8. Code Implementation
Python Implementation (Simplified 2D Perlin Noise)
import math
import random
def fade(t):
"""Quintic smoothing curve"""
return t * t * t * (t * (t * 6 - 15) + 10)
def lerp(t, a, b):
"""Linear interpolation"""
return a + t * (b - a)
def grad(hash_val, x, y):
"""Select gradient direction and compute dot product"""
h = hash_val & 3
if h == 0: return x + y
if h == 1: return -x + y
if h == 2: return x - y
return -x - y
class PerlinNoise2D:
def __init__(self, seed=None):
random.seed(seed)
# Build permutation table
self.perm = list(range(256))
random.shuffle(self.perm)
self.perm += self.perm # Double for easier indexing
def noise(self, x, y):
# Grid coordinates
xi = int(math.floor(x)) & 255
yi = int(math.floor(y)) & 255
# Local coordinates
xf = x - math.floor(x)
yf = y - math.floor(y)
# Smooth
u = fade(xf)
v = fade(yf)
# Hash values for 4 corners
p = self.perm
aa = p[p[xi ] + yi ]
ab = p[p[xi ] + yi + 1]
ba = p[p[xi + 1] + yi ]
bb = p[p[xi + 1] + yi + 1]
# Interpolate
x1 = lerp(u, grad(aa, xf, yf ), grad(ba, xf-1, yf ))
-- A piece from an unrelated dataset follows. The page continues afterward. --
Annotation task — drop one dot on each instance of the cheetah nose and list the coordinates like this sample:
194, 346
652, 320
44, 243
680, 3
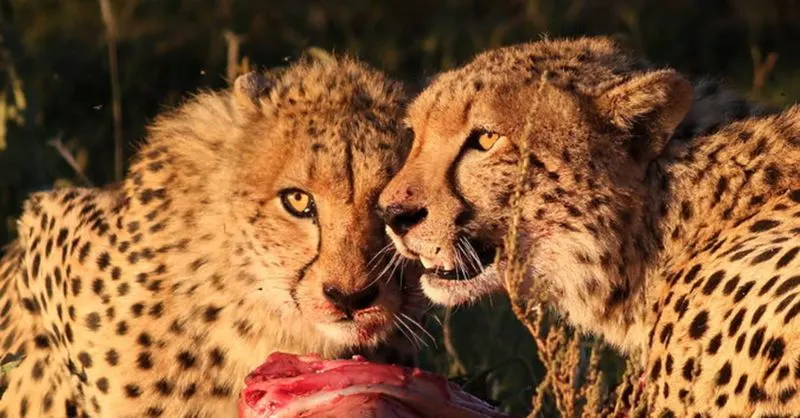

x2 = lerp(u, grad(ab, xf, yf-1), grad(bb, xf-1, yf-1))
return lerp(v, x1, x2)
# Usage
pn = PerlinNoise2D(seed=42)
for y in range(5):
row = [pn.noise(x * 0.1, y * 0.1) for x in range(10)]
print([f"{v:.2f}" for v in row])
GLSL Shader Implementation (2D)
// Hash function (approximation)
float hash(vec2 p) {
p = fract(p * vec2(127.1, 311.7));
p += dot(p, p + 19.19);
return fract(p.x * p.y);
}
// Gradient vectors
vec2 gradient(vec2 p) {
float h = hash(p);
float angle = h * 6.2832; // 0 ~ 2π
return vec2(cos(angle), sin(angle));
}
// 2D Perlin Noise
float perlin(vec2 p) {
vec2 i = floor(p);
vec2 f = fract(p);
vec2 u = f * f * f * (f * (f * 6.0 - 15.0) + 10.0); // fade
float a = dot(gradient(i + vec2(0,0)), f - vec2(0,0));
float b = dot(gradient(i + vec2(1,0)), f - vec2(1,0));
float c = dot(gradient(i + vec2(0,1)), f - vec2(0,1));
float d = dot(gradient(i + vec2(1,1)), f - vec2(1,1));
return mix(mix(a, b, u.x), mix(c, d, u.x), u.y);
}
9. Common Applications
Terrain Generation
Height map = fBm(x, z)
Texture blend weight = noise(x, z) → grass/dirt/rock
Clouds and Sky
Cloud density = smoothstep(0.4, 0.6, fBm(x, y, t))
Water Surface and Waves
Water height(x, z, t) = noise(x + t, z) + noise(x, z + t * 0.7) * 0.5
Surface normal = gradient of height field
Procedural Textures
- Marble:
sin(x + noise(x, y) * 10) - Wood grain:
sin(sqrt(x² + y²) + noise(x, y) * 5) - Fire effect: Dynamic noise with color gradient
Animation and Motion
- Camera shake: Low-frequency noise drives camera offset, simulating handheld effect
- NPC pathfinding: Noise generates natural wandering directions
- Particle systems: Noise field controls particle forces
10. Parameter Tuning Tips
Frequency (Frequency / Scale)
Low frequency (large scale) → Slow variation, large-scale features (mountains, continents)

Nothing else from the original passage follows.